Tout le monde semble à peu près d’accord pour estimer que l’école est le cœur même du champ social et que de sa puissance formatrice dépend largement le devenir de notre jeunesse. Le président de la République exprimait cette conviction lors de sa dernière conférence de presse. Hier, c’était Alain Juppé qui annonçait sa décision de lancer une consultation sur le sujet : « L’éducation, disait-il, c’est tout d’abord former l’esprit critique des jeunes gens pour qu’ils ne se laissent plus intoxiquer par une propagande obscurantiste, diffusée notamment sur les réseaux sociaux. » Comment ne pas être d’accord ? Cependant, je voudrais être sûr qu’on a bien pris la mesure exacte de ce fameux esprit critique. J’ai parfois l’impression qu’on l’interprète d’un point de vue purement négatif, en courant le danger de se laisser aller à la pente du scepticisme absolu, de l’à quoi bon généralisé.
C’est souvent ce qu’on retient de la référence au fameuses Lumières et à celui que l’on présente comme son enfant chéri, Voltaire. Attention ! Il faut revenir à la racine du mot critique, qui vient de krinein en grec, qui signifie juger. Juger c’est bien autre chose que se retrancher derrière « l’esprit qui toujours nie », pour reprendre la formule de Goethe dans son Faust. L’exercice du jugement, c’est aussi l’ouverture à l’être qui ne va pas sans étonnement, ni admiration. Et c’est commettre une lourde erreur que de croire qu’à fabriquer de durs petits esprits, toujours à dissoudre toute certitude, notamment dans l’ordre du Bien et du Juste, on armera nos jeunes pour la vie. Sans amour et sans vénération, on s’expose au dessèchement des facultés humaines.
Attention, cela ne veut pas dire qu’il faut laisser la place à une sorte de sentimentalité mièvre. Il s’agit de mettre les forces de la raison au service du sens profond de la vie, qui se découvre par une forme supérieure de rationalité, à la pointe de l’Esprit.

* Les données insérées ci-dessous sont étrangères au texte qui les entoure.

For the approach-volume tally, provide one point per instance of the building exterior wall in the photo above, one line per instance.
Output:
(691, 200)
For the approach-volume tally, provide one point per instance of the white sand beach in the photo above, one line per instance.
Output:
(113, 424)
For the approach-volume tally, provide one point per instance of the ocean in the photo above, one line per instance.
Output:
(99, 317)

Les jeunes gens qui partent rejoindre le djihadisme n’étaient pas forcément dépourvus d’esprit critique. Il leur manquait peut-être des raisons de vivre qu’ils ont cru, hélas, découvrir du côté d’une religion dévoyée et d’un espoir fourvoyé dans la barbarie.
Chronique diffusée sur Radio Notre-Dame le 12 février 2015.